While anyone could stage “Gerald’s Game” like a chamber teleplay, Mike Flanagan’s direction is unshowy but slick, dynamic and paced with precision. He sets up all the bread crumbs as Jessie and Gerald drive to their house by the lake and set up shop for their romantic getaway: a radio report of recent break-ins in the area; Jessie taking pity on a stray German Shepherd by leaving out a cut of Gerald’s expensive Kobe steak he bought; the front door that gets left open as Gerald whisks his wife away to the bedroom; a price tag Jessie tears off her white slip and hides on top of the shelf above their bed; the glass of water Gerald sets on top of that same shelf after taking his Viagra; the handcuff keys Gerald sets near the sink; the non-charging cell phone that might be reachable on a bedside table; and Gerald’s fantasy performance, demanding Jessie scream because no one will be able to hear her.
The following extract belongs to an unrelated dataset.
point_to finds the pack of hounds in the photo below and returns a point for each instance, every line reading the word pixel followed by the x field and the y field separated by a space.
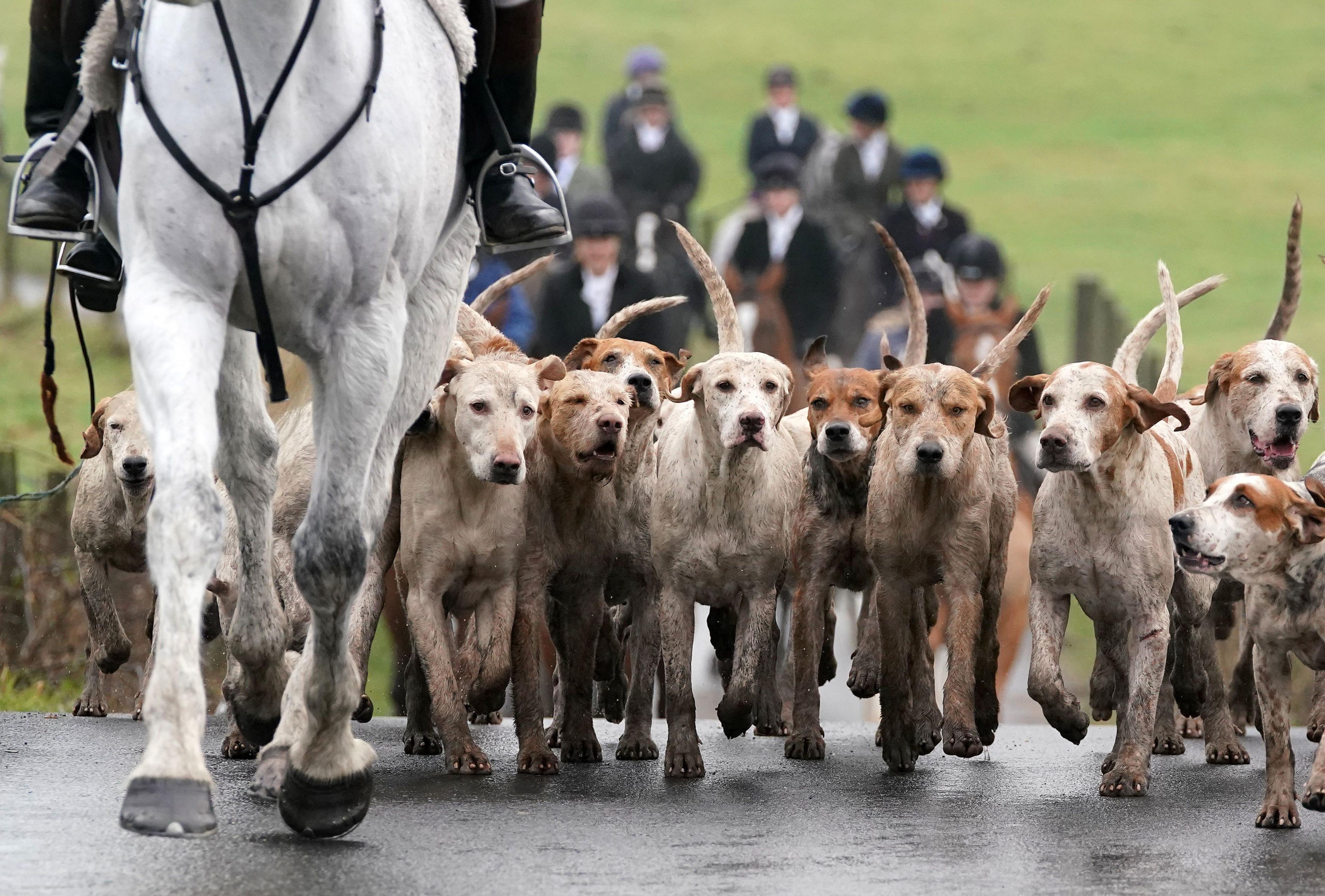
pixel 599 497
Jessie is still minimized by her husband, even after Gerald is dead on the floor, and then, to make her situation worse, visited in the night by The Moonlight Man (a skin-crawlingly terrifying Carel Struycken, best known for “Twin Peaks” and for playing Lurch in “The Addams Family” films), a ghoul wielding a bag of bones and wedding rings who may or may not be a figment of her imagination. 

What might seem too static of a conceit for one feature film to sustain, Flanagan gets around Jessie’s inner monologue by having her converse with two mobile versions of Gerald and herself, and those exchanges may be talky but they’re written thoughtfully and performed with juicy aplomb. Emotionally available in every scene even as she has both hands handcuffed, Carla Gugino is a force to be reckoned with and gets so much to play. Up to this point, she has been a vulnerable, dutiful wife to Gerald that it takes these sort of horrible circumstances to allow her to rebuild her strength and reflect on her inner demons. The dual version of Jessie is cool, calm, and quick to give it back to the “live” version of Gerald, who’s like a devil on Jessie's shoulder. As the eponymous Gerald, Bruce Greenwood (who bares his muscular top half for much of the film) is chilling and intimidating, the embodiment of toxic masculinity, but not without flashes of humor; though it might sound like a facile notion to say all women marry versions of their fathers, one later understands why Jessie married Gerald.

“Gerald’s Game” does leave Jessie’s bedside but only to go into her disturbing memory when she was 12 years old (Chiara Aurelia) and had to keep a secret she never told anyone, not even Gerald, regarding an inappropriately traumatic incident with her own father (a creepy Henry Thomas) at her family’s lake house. How Flanagan (who also works as his own editor on his films) meticulously cuts between the present and past only propels the momentum and the evolving pathos of the story even more. If this subject matter is handled honestly but in a more suggestively restrained manner, viewers will not be anticipating the squirm-inducingly brutal act a resourceful Jessie must inflict upon herself; the squeamish will probably have to look away or watch entirely through splayed fingers.

Unlike 2017's “other” Stephen King adaptation (not “It” but “The Dark Tower”), “Gerald’s Game” is very much a part of King’s universe without arbitrarily throwing in “Where’s Waldo?” Easter Eggs that serve no real purpose. The protagonist being held captive to a bed reminds of “Misery”; the flashbacks to Jessie’s childhood involve a solar eclipse, also a pivotal event in “Dolores Claiborne”; and Gerald even calls the mangy stray dog “Cujo.” The epilogue that follows everything Jessie goes through gracelessly spells a lot out for the audience when ambiguity might have been preferred, but it is the one quibble in an otherwise gripping and cathartic tale. In what surely was a tough nut to crack in transitioning from page to screen, “Gerald’s Game” is elegantly simple but emotionally complex and riveting.